You may have casually overheard about equities, or you may actually have started reading in hopes to delve deeper into the subject of equity investing. Buying and selling equities is not as complicated as it appears – with a few simple tips and jargon busting you can be on your way to making your first equity investment and more!

What are equities?

An equity is part owner of a company; the more equity you have, the greater your ownership you have in the business. Owning equities gives you access to the company’s profits and assets.  When you own equity in a company, you are known as a shareholder in that company.  The terms stocks, shares and equities all mean the same thing – the word used varies depending on geographic location.

How does it work?

When you buy an equity you will receive an equity certificate – this is a simple piece of paper that shows you own a part of the company. It legally and officially indicates that you have agreed to buy a share of a company, at a specified price and amount.  These equity holdings will be stored within an electronic system for your convenience and security. You are able to buy and sell the equities easily and quickly through your computer or over the phone.

Why do people invest in equities?

People invest in equities to share the company profits.

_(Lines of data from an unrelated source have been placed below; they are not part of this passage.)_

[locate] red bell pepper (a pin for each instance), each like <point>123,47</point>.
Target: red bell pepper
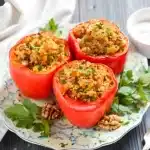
<point>34,85</point>
<point>116,61</point>
<point>80,113</point>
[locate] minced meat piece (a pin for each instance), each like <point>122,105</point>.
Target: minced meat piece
<point>40,52</point>
<point>84,80</point>
<point>97,37</point>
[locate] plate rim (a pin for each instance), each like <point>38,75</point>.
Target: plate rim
<point>102,145</point>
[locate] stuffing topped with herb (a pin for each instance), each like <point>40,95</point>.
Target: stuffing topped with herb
<point>85,81</point>
<point>99,37</point>
<point>42,51</point>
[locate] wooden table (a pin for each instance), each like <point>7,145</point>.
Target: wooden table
<point>118,11</point>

Often, this leads to positive returns on money invested. Equities are alternatives to saving your money in a savings account and they provide higher returns historically. As equities have the potential to provide higher returns than other investments, investors tend to favour them as an investment tool.
Shareholders make a profit when the value of their equity appreciates, selling it a higher price than at which they bought. Certain equities pay dividends to shareholders – giving out a share of profits through the year, instead of putting those profits back into the company.

How can it benefit you?

Equities can give you a good return on your money. Another plus point is that shareholders get voting rights in the company – which means you get a say in some important decisions for that business. At annual shareholder meetings, you can vote on key matters – such as selecting a board of directors.

Or you might use your vote to steer the business in a certain ethical or environmentally friendly direction. Another benefit is that you have “limited liability” – you can invest knowing you will not lose any more money than you put in. Even if that company goes under, no one will come after your money or your home. This is a great benefit. You get to own part of a business but debt collectors can never touch your personal property.

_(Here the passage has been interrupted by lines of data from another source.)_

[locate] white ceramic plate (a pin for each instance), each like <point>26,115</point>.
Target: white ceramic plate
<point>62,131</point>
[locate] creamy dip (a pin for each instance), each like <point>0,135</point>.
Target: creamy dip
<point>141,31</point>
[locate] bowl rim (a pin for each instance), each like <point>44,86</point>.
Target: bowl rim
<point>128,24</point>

What are the common risks?

Remember that equity prices go two ways – they can go up and also go down.

Equities don’t always give a positive return.  If the company goes out of business you could lose all the money you put in.  Because of this risk investors are rewarded with a higher rate of return compared to other types of investment.  You should also keep in mind that if the company does go, bankrupt shareholders, are low down in the queue when it comes to getting their money back.

Things to look out for before investing in equities?

Equities can be a great investment if you understand the risks. Don’t put money into equities without thinking through when you might need that money again as equity investments need some time to generate a good return for you. Also, remember that you will have to pay tax on the returns you make on equities.

Equity investing can give you a good return on your money over the long term. It really isn’t very complicated or tricky. After going through these few simple points you are ready to go!